Information

Level 2 Detail of experimental conditions (what might be found in a journal paper or project brief in Hydstra)

Description of study

What?

The site underwent 4 experiments; runoff and erosion plots, measurement of soil plant available water capacity (PAWC), pasture growth and water use and effects of cover and time of exposure on infiltration.

When and Where?

Monitoring for this project commenced in 1991 and ceased in 2000. The site is located within the black speargrass pasture unit that covers an area of 6.18M ha in south eastern Queensland. Soil at the site is a soloth formed from sandstone with a duplex profile. The surface soil has low water holding capacity (3 - 4 g/g) and is hardsetting. Slope is 10 – 15%.

Mean annual rainfall 7 km north of the site is 852 mm with a coefficient of variation of 27%. The majority  of rainfall (70%) occurs between October and March. Vegetation throughout the site is open forest and consists mainly of narrow leaf ironbark and other eucalypts with an increase in density with increasing slope (Table 2).

How?

Three 3 m by 10 m long plots were installed to measure runoff, erosion and P losses under medium tree density. Treatments were bare, grazed (paddock conditions) and exclousre (ungrazed).
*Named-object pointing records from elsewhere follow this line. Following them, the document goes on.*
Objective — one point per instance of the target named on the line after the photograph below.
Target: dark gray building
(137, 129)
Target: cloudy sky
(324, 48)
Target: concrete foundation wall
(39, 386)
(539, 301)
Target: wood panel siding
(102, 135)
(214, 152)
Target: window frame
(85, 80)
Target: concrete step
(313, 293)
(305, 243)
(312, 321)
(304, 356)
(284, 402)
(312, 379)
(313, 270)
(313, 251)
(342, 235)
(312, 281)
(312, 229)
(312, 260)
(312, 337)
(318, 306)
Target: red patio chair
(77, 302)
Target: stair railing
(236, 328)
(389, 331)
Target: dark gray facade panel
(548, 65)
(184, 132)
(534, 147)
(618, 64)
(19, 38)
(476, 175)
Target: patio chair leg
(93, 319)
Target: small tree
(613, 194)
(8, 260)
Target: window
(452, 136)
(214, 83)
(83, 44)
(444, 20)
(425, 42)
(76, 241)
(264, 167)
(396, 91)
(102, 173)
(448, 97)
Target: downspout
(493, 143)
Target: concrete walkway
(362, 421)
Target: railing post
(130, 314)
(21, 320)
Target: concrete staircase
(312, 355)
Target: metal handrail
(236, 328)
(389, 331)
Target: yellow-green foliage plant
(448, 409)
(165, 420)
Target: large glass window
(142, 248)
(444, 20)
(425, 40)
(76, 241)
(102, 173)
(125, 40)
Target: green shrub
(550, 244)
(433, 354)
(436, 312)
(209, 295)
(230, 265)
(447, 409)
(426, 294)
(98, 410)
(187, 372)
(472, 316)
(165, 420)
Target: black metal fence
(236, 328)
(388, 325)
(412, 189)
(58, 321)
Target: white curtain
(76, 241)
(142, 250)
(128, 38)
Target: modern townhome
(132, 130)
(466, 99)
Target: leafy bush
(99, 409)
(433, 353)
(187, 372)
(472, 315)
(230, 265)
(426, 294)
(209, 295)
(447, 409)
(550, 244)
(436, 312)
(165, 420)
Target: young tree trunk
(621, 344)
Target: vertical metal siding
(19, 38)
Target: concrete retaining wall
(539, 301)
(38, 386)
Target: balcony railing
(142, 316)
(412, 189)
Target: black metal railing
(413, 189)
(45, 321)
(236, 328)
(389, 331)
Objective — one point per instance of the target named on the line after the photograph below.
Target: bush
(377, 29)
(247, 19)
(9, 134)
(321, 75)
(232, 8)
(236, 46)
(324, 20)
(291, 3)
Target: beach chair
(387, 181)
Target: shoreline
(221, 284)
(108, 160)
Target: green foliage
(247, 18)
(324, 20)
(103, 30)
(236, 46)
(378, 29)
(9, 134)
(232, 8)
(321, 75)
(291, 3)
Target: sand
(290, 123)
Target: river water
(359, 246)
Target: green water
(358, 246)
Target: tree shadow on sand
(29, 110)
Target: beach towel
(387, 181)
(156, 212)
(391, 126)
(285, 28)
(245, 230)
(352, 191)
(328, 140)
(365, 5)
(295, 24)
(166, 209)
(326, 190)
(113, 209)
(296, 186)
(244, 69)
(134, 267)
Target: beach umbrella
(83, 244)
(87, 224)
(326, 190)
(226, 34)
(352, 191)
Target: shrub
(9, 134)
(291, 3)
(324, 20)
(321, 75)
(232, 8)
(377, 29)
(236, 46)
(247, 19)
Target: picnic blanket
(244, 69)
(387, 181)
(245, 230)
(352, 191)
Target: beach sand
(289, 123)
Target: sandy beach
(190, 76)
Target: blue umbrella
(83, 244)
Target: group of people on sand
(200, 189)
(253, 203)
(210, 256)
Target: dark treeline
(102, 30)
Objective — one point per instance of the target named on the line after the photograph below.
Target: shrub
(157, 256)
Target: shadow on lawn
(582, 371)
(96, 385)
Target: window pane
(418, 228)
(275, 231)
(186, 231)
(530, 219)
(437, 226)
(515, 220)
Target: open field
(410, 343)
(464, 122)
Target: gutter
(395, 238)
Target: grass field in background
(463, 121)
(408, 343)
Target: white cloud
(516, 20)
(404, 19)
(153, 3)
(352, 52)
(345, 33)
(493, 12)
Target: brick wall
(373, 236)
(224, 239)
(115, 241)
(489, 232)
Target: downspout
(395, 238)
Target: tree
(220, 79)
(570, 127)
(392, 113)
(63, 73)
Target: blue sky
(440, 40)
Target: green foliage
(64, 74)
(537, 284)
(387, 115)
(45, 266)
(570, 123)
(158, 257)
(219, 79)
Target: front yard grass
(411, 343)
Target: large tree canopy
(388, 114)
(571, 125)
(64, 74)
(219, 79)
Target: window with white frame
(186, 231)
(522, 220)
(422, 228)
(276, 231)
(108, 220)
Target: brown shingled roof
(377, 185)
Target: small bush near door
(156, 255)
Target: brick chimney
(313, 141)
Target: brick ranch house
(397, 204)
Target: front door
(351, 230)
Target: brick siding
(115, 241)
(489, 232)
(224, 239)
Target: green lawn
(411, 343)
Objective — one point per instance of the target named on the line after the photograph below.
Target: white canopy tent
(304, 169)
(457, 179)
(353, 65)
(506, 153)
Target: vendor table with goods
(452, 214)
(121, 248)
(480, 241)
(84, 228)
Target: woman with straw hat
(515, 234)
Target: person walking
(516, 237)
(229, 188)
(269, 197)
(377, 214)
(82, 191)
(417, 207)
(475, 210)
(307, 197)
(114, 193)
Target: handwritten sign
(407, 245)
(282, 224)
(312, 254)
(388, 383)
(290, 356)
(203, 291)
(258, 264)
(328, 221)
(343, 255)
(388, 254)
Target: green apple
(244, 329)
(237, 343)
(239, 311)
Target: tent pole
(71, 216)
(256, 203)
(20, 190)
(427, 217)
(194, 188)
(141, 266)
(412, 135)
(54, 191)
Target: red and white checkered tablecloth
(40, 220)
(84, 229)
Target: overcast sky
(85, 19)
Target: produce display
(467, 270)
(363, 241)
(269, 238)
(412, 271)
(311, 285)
Replicates of each treatment were prepared beside each runoff plot to be used for rainfall simulations.

Rainfall and Runoff

Rainfall and runoff from each plot were measured at 1 minute intervales using tipping buckets.

Erosion

Soil bedloads were measured from trapped sediments in modified Gerlach troughs, while suspended sediments were sampled from the outlet of the tipping buckets using a passive flow-proportional splitter.

Moisture Content

Neutron access tubes were installed in all plots and replicate areas to measure soil moisture contents, with additional tubes for destructive calibration and PAWC studies.

PAWC

Four neutron tube sites were wet using ponded water. Bulk density and drained upper limit moisture content profiles were measured using core samples and drainage was observed using the neutron probe. Moisture profiles after 7, 8, 24 and 48 hours drainage were similar, providing an estimate of drained upper limit. These data were compared with laboratory 0.33 and 15 bar moisture contents and wettest and driest profiles measured on the plots and used as PAWC parameters on water balance modelling.

Project administration

Site identifier code: N/A

Principal investigator: Silburn M.

Principal data manager: N/A

Principal organizations: Department of Natural Resources, Mines and Water

Data custodian: Department of Natural Resources, Mines and Water

Key co-operators: N/A

Data access policy: Research has not been published and base data is not archived

Planned pathway for data: completed study, no evidence of formal database records.

Data warehousing: for ongoing studies N/A

Planned data upload frequency: for ongoing studies N/A

Key references and sources of this data synthesis

These data summaries have been extracted from

  1. Mt Mort field visit notes February 1994, Management practices for productivity and sustainability of duplex soils under grazing. Mark Silburn January 1994.
  2. Hydstra project code SEQGM, Southeast Queensland Grazing Systems – Mt Mort. Silburn, M. 2000.
  3. Freebairn D & Cutajar J. 2012. Mt Mort HowLeaky Assessment.

Keywords:

south-east Queensland, sediment, slope, rainfall, ground cover.